脚のない台を製作し、ベンチの上において使用していました。

2004年に製作した弓
腕:20x10、ベース:40x10の木材を使用。
左の腕は木ねじ固定、右の腕はバカ穴にボルトを通してバネの力でステンレス線がピンとはるようにします。
発熱線はステンレス線(0.28mm)を使用。
弓の下にはキャスターをつけます。

テーパー翼を作る為の差動アーム。
当時「きむらクラフト」さんのアイデアをほぼそのまま使わせて頂きました。

弓につないだ糸をアーム(木材)にクリップで止め、アーム(木材)の自重で弓を引き寄せます。

電源は車バッテリー用充電器。

電圧・電流調整機能はないので繋ぐだけ。使用電流:1A強

■カッター台のリニューアル

以前(5年前位)に不要となったマグネット製図台を引き取ったまま納戸に置き放しにしているのを思い出しました。表面全面がマグネットシートになっており、専用金属プレートで図面を押さえることができる構造になっています。

サイズはA1サイズ(600x900)でコアカットにはちょうどいいサイズです。

製図板の上にはスライド式平行定規がセットされています。この製図板は脚がついていないので、いつも使用している作業台の上に載せて使う事にします。

スライド式平行定規を取り外し、2004年に製作したカッター台のパーツを移植します。

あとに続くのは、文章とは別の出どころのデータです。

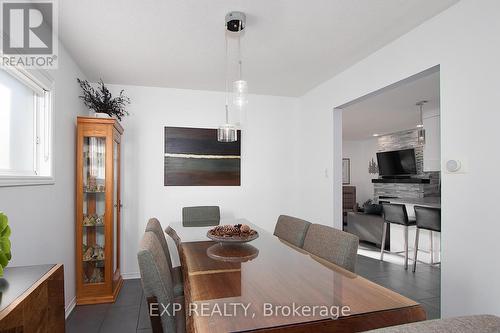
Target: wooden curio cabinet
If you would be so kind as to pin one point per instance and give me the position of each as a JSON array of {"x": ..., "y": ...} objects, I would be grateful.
[{"x": 98, "y": 210}]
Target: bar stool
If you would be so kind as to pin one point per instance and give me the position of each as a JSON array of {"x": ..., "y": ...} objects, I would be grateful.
[
  {"x": 396, "y": 214},
  {"x": 428, "y": 218}
]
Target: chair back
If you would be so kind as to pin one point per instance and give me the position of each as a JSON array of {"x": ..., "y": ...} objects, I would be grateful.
[
  {"x": 291, "y": 229},
  {"x": 155, "y": 227},
  {"x": 156, "y": 277},
  {"x": 428, "y": 218},
  {"x": 200, "y": 216},
  {"x": 336, "y": 246},
  {"x": 395, "y": 213}
]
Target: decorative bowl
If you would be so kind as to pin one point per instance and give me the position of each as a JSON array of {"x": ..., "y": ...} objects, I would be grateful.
[{"x": 232, "y": 234}]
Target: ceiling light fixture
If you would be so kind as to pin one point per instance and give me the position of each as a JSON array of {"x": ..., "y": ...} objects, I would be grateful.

マグネット製図台と言いながら、磁力はあまり強くないので100均のマグネットを買ってきて載せて見ました。任意の位置にガッチリとくっつきますヾ(´ρ`)ノ゛これなら、ガイドやテンプレートを簡単にセットできそうです。

マグネット製図版の代わりに、マグネットシートや鋼板を貼る事で代用できそうです。この際注意すべき点は極力、マグネットシートや鋼板はなるべく全面に貼り付けてください。弓のコマが走る部分に少しでも段差があるとコアカット時に段差ができます。やむを得ず継ぎ足す場合はコマが走る部分を外してください。

 

弓を引く糸を掛けるプーリー部分のディテール。プーリーは建具の戸車を分解して流用しました。

作業中に外れ易いのでヒートンを付けました。

弓を引くプーリーその2。

蝶ナットを用いて任意の位置で固定できるようにしています(蝶ナットとプーリーは細長い金属プレートに取り付けてあり、カーテンレールの中をスライドできるようにしてあります。金属プレートはエンジン機のエンジンマウントを使用しました)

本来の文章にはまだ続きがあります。